I agree that all this can be done manually, but the idea is to make it easy to 
provide ad-hoc continuations to gadgets.rpc calls. Zhen's proposal 
(SHINDIG-441) adds asynchronicity as an option to the default callback, but 
with somewhat funky semantics that depend on the calling context. That 
proposal, IMHO, actually requires a spec change since it changes the semantics 
of the callback (though in backward-compatible ways). The spec says, about the 
callback:
"Function, null callback  - Callback function (if any) to process the return 
value of the RPC request"

That's no longer true if the alternate async mechanism is used, due to [EMAIL 
PROTECTED]

* Multiple callbacks are still supported - just pass in multiple methods. As 
implemented in this particular patch, each method is one-time-use, but that 
doesn't prevent multiple methods from being passed in.
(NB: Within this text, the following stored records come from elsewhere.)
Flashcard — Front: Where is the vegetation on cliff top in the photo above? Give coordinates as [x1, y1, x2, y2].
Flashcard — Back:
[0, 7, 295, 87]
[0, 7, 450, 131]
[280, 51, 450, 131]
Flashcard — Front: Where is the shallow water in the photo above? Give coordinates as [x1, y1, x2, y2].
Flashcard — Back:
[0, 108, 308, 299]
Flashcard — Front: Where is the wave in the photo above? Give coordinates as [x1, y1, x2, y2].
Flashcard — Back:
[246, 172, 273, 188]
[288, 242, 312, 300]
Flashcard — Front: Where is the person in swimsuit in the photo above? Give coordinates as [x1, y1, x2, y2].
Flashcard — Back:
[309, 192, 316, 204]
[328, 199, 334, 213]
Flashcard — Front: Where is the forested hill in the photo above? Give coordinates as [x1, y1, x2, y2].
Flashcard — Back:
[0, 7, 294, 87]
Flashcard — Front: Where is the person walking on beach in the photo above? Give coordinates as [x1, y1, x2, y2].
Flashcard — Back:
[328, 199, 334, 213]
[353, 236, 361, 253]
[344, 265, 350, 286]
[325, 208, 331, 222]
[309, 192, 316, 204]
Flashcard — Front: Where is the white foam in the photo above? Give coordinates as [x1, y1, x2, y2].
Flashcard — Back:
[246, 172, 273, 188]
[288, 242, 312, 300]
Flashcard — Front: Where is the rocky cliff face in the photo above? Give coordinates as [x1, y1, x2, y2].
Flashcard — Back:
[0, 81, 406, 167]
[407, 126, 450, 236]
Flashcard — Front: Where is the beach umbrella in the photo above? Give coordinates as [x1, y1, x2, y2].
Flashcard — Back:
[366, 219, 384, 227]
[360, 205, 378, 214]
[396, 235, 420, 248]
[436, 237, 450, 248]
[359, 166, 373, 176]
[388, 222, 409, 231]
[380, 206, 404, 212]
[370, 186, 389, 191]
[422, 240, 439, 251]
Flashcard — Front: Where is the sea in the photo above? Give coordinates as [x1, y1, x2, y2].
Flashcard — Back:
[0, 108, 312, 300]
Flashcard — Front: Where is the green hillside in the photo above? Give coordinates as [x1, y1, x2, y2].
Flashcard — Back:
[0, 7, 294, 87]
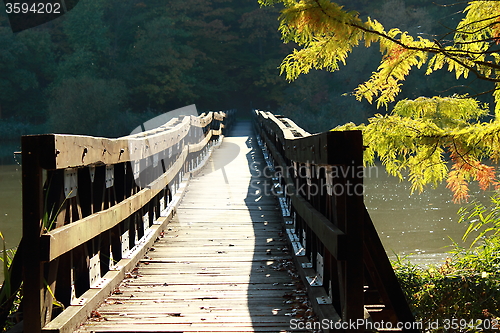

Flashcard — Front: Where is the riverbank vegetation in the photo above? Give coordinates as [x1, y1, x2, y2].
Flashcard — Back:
[393, 194, 500, 332]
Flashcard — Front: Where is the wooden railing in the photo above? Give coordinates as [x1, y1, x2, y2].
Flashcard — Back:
[19, 111, 233, 333]
[255, 111, 417, 332]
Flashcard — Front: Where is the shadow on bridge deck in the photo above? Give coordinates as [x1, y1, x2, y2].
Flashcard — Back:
[75, 122, 305, 332]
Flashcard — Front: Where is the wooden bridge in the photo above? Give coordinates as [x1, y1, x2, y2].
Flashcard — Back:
[4, 111, 417, 333]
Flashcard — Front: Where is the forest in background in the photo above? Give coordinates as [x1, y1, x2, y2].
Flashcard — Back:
[0, 0, 492, 152]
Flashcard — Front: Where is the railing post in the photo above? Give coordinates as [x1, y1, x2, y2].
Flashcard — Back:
[328, 131, 364, 326]
[22, 136, 44, 333]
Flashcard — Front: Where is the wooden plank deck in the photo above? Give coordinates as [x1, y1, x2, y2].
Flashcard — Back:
[77, 123, 306, 333]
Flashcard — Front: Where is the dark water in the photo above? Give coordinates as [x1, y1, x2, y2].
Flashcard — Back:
[365, 167, 490, 264]
[0, 165, 487, 264]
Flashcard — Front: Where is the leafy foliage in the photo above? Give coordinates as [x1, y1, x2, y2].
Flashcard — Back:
[334, 96, 500, 202]
[259, 0, 500, 202]
[458, 193, 500, 246]
[259, 0, 500, 106]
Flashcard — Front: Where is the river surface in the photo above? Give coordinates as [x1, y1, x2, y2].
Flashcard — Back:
[0, 165, 487, 264]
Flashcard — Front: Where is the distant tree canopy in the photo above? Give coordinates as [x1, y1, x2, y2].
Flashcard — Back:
[0, 0, 288, 136]
[259, 0, 500, 202]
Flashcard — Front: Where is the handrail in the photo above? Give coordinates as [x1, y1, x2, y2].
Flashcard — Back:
[20, 111, 234, 332]
[254, 110, 417, 332]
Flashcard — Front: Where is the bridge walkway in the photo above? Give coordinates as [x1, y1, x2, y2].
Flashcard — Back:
[78, 122, 310, 333]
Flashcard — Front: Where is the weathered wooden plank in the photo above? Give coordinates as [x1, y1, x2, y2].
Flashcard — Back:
[41, 149, 187, 261]
[75, 124, 304, 332]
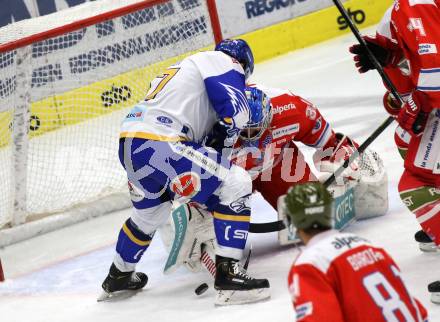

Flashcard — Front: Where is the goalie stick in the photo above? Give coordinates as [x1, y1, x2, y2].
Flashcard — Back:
[249, 0, 408, 233]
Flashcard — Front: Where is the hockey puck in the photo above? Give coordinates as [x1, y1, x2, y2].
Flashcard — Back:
[194, 283, 209, 295]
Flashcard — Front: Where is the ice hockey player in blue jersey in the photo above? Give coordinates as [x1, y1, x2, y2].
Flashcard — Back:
[102, 39, 269, 305]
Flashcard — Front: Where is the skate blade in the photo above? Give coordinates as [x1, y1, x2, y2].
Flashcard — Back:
[419, 243, 439, 253]
[214, 288, 270, 306]
[96, 289, 142, 302]
[431, 292, 440, 304]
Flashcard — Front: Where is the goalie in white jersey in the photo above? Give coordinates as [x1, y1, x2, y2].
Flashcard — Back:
[102, 40, 269, 304]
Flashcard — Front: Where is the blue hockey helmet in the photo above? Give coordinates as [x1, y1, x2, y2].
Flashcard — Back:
[215, 39, 254, 79]
[240, 87, 272, 141]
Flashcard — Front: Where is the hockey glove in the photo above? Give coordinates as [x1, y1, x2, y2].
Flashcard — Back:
[383, 92, 401, 116]
[349, 36, 395, 73]
[397, 92, 430, 134]
[313, 133, 360, 180]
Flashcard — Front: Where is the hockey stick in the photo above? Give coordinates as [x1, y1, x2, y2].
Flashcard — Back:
[333, 0, 428, 134]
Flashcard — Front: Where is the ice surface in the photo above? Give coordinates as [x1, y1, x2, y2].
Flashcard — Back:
[0, 28, 440, 322]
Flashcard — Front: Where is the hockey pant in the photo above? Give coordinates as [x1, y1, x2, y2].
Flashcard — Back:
[399, 170, 440, 245]
[114, 138, 252, 271]
[253, 145, 317, 210]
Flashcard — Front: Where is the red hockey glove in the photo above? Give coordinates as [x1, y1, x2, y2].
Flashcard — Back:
[383, 92, 401, 116]
[349, 36, 397, 73]
[397, 92, 430, 134]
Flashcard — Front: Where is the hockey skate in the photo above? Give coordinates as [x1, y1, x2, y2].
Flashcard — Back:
[428, 281, 440, 304]
[214, 256, 270, 305]
[414, 230, 438, 253]
[98, 264, 148, 302]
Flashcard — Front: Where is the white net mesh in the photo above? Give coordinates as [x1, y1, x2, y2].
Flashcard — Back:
[0, 0, 214, 231]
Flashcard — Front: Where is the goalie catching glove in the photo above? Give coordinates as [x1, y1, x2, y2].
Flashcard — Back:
[313, 133, 360, 180]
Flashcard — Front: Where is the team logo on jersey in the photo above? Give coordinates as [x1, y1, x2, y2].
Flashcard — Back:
[418, 44, 437, 55]
[156, 115, 173, 125]
[128, 181, 145, 202]
[170, 172, 201, 198]
[272, 103, 296, 115]
[295, 302, 313, 321]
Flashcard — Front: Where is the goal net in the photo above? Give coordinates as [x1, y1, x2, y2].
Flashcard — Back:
[0, 0, 218, 245]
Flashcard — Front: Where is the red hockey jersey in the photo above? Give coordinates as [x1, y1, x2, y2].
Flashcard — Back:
[288, 230, 427, 322]
[233, 85, 334, 175]
[378, 0, 440, 186]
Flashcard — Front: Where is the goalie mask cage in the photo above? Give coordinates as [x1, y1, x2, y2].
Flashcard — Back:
[0, 0, 221, 246]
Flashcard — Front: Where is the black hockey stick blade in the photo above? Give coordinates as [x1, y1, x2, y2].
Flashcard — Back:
[249, 220, 286, 234]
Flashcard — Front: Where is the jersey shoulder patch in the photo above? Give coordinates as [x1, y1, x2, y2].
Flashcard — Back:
[295, 231, 370, 274]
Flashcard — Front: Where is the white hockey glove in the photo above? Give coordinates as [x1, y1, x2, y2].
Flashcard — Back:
[313, 133, 360, 182]
[160, 203, 215, 273]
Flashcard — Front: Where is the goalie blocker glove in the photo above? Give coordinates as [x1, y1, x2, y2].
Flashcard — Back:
[214, 255, 270, 305]
[98, 264, 148, 301]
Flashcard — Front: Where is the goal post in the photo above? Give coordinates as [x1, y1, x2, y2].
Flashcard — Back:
[0, 0, 221, 246]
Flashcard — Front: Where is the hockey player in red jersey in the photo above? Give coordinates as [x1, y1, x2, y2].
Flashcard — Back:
[233, 85, 357, 209]
[286, 182, 427, 322]
[351, 0, 440, 303]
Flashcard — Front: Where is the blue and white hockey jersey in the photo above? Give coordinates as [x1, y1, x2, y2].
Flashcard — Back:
[120, 51, 249, 143]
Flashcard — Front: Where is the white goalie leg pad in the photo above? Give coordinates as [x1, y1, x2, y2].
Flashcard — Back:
[214, 288, 270, 306]
[354, 149, 388, 219]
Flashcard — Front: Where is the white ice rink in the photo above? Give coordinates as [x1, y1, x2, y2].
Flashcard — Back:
[0, 28, 440, 322]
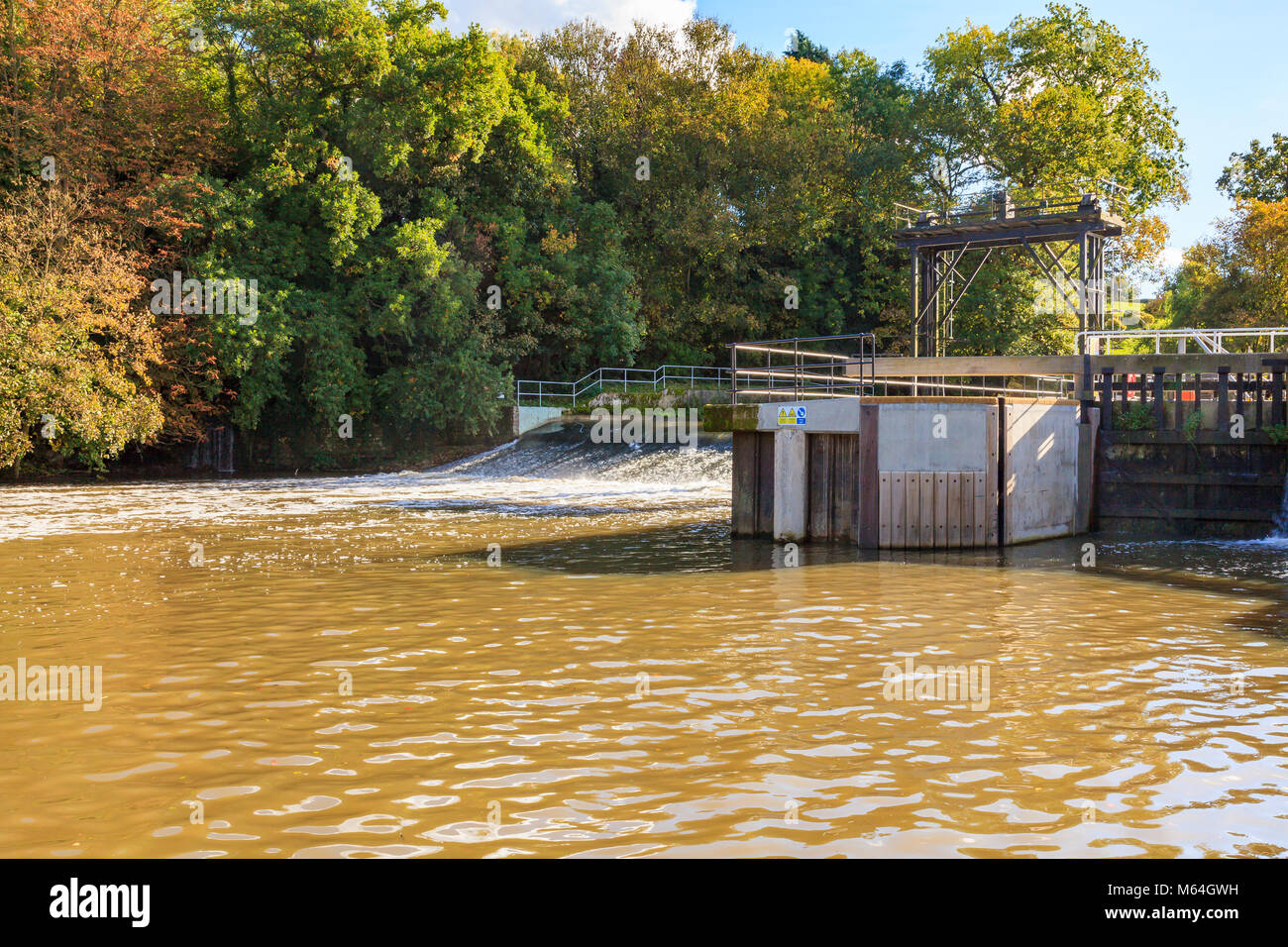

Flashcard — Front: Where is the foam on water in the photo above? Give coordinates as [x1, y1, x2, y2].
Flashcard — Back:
[0, 424, 733, 541]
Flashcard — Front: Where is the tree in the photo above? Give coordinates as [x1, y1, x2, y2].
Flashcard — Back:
[1216, 132, 1288, 202]
[0, 183, 162, 469]
[926, 3, 1185, 275]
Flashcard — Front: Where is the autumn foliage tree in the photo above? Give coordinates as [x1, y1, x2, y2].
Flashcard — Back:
[0, 0, 223, 459]
[0, 183, 162, 469]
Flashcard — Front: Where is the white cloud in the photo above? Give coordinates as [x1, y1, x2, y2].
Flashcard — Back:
[443, 0, 698, 35]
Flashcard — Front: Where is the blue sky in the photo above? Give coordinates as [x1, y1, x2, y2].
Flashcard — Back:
[446, 0, 1288, 279]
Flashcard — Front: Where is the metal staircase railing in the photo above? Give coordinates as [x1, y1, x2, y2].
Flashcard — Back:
[514, 365, 731, 407]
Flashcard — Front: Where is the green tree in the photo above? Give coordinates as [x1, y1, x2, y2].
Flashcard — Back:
[1216, 132, 1288, 202]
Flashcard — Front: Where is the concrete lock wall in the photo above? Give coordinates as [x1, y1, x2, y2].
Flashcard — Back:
[733, 398, 1092, 549]
[1002, 401, 1079, 545]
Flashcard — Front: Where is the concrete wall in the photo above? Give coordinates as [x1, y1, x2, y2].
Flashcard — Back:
[877, 402, 997, 473]
[1004, 402, 1079, 545]
[514, 404, 563, 437]
[729, 398, 1094, 548]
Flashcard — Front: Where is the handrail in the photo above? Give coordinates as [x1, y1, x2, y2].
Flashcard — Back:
[514, 365, 731, 407]
[1077, 326, 1288, 356]
[726, 333, 876, 404]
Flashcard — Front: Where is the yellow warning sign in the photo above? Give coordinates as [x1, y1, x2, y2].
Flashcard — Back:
[778, 404, 805, 428]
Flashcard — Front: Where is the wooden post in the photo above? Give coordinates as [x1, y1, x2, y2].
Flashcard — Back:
[1194, 371, 1203, 428]
[1154, 365, 1167, 429]
[1081, 356, 1096, 424]
[1216, 365, 1231, 433]
[1270, 365, 1284, 424]
[1100, 368, 1115, 430]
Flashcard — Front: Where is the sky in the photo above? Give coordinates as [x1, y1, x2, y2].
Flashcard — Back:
[445, 0, 1288, 284]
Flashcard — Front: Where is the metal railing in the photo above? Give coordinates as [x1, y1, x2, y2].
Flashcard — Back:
[728, 333, 876, 404]
[1078, 326, 1288, 356]
[514, 365, 733, 407]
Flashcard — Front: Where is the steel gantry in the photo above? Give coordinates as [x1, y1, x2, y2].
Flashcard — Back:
[896, 185, 1124, 357]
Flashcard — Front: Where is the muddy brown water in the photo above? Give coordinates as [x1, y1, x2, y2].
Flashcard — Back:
[0, 436, 1288, 857]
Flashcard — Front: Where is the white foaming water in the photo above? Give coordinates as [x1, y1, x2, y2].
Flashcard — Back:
[0, 428, 733, 541]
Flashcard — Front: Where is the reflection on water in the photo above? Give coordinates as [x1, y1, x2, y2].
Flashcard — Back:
[0, 438, 1288, 857]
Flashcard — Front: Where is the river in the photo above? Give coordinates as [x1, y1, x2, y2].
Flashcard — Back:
[0, 430, 1288, 857]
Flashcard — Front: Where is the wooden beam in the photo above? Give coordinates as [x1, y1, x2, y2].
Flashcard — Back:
[845, 352, 1266, 377]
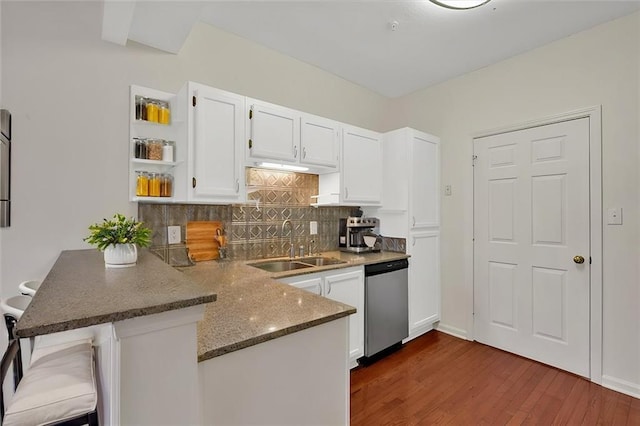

Adding markers to these remote callbacks indicating how they are timed 
out/removed will, I agree, require a spec change (though again, a 
backward-compatible one).

> Remote callbacks functionality in gadgets.rpc
> ---------------------------------------------
>
>                 Key: SHINDIG-442
>                 URL: https://issues.apache.org/jira/browse/SHINDIG-442
>             Project: Shindig
>          Issue Type: Improvement
>          Components: Features (Javascript)
>            Reporter: John Hjelmstad
>            Assignee: John Hjelmstad
>            Priority: Minor
>         Attachments: rpc.remotecallbacks.patch
>
>
> At present, passing a function as an argument to a gadgets.rpc service 
> handler has undefined behavior (in practice, it probably stringifies the 
> function in some odd ways).
> In order to support asynchronous callback of multiple methods, I propose 
> automatically wrapping function parameters in "remote callbacks". This would 
> allow something like the following:
> Service definition (as by container):
> function myServiceHandler(foo, onSuccess, onError) {
>   var result = doSomethingWithFoo(foo);
>   if (resultIsError(result)) {
>     onError(result);
>   } else {
>     onSuccess(result);
>   }
> }
> gadgets.rpc.register('my-service', myServiceHandler);
> Service use (as by gadget):
> gadgets.rpc.call('..', 'my-service', null, foo, function(result) { /* success 
> code */ }, function(result) { /* error code */ });
> This allows intuitive definition of services using callbacks, and intuitive 
> use of them in turn.
> This proposal is in many ways complementary to SHINDIG-441, as that proposal 
> provides an async way to call the single "default" callback mechanism in 
> gadgets.rpc. That there are two is somewhat confusing - there's an argument 
> that having only one would be better, but since there's already a default I 
> feel it's worthwhile to consider defining ad hoc versions.
> Pros:
> - Intuitive use of function arguments
> - Provides flexible asynchronous callback functionality to gadgets.rpc 
> without changing any existing functionality
> Cons:
> - Somewhat conflated with "default" callback mechanism
> - Need to figure out memory-management policies for dynamically-generated 
> remote callbacks.
> Regarding the latter, I propose later adding an optional API to mark remote 
> callbacks with how long they last: oneTimeUse, timeoutInMs, etc.